This is me trying to brave the storm
27 June 2016
So this is how it feels. This is how it feels to have him extremely near you, for him to be within your reach. But you don’t. You don’t get to hold his hand or rub his back just to assure him that it will all be better. This is how it feels to be completely helpless in the situation because the only thing you can do is to assure him that everything will be fine – not even knowing what fine means. This is how difficult it is to make good choices, to choose right, to be the better person. This is how difficult it is to resist the course of nature.
If I’d be honest to myself (which, sadly, I’m not doing at the moment), I would have gravitated towards you. I would have told you I miss you or that it’s extremely painful to watch you from a distance. I would have told you that hearing your sighs give me a pinch in the heart or that hearing your voice croak buries me alive.
But there goes my conscience too. There goes my conscience shouting at me – that hey, I deserve this. That this isn’t even enough. That for all the many times I promised not to do what I did, I deserve this. I deserve to rot in hell, beside Satan. I deserve to be in hell’s 9th circle. I deserve all the bad things because of what I did. Because I was too selfish at first. Because I didn’t listen to my head and just went with what felt good – not necessarily what felt right.
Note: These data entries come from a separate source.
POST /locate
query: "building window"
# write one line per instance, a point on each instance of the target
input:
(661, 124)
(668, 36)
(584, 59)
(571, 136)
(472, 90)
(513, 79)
Sometimes, I guess, we meet people to teach us lessons. As for you, I have learned to let go because it is the right thing to do. I have learned that there are people like you who would cross my path not to stay, but rather to be a storm and cause a mess. That it is for me to pick things up and clean up the mess, not to go with the wind and follow the eye. I have learned that there are people you want to keep but you can’t and you would set them free because they belong to someone else. That we don’t have a say on who we get to keep. No, I guess we could never have a say on that at all.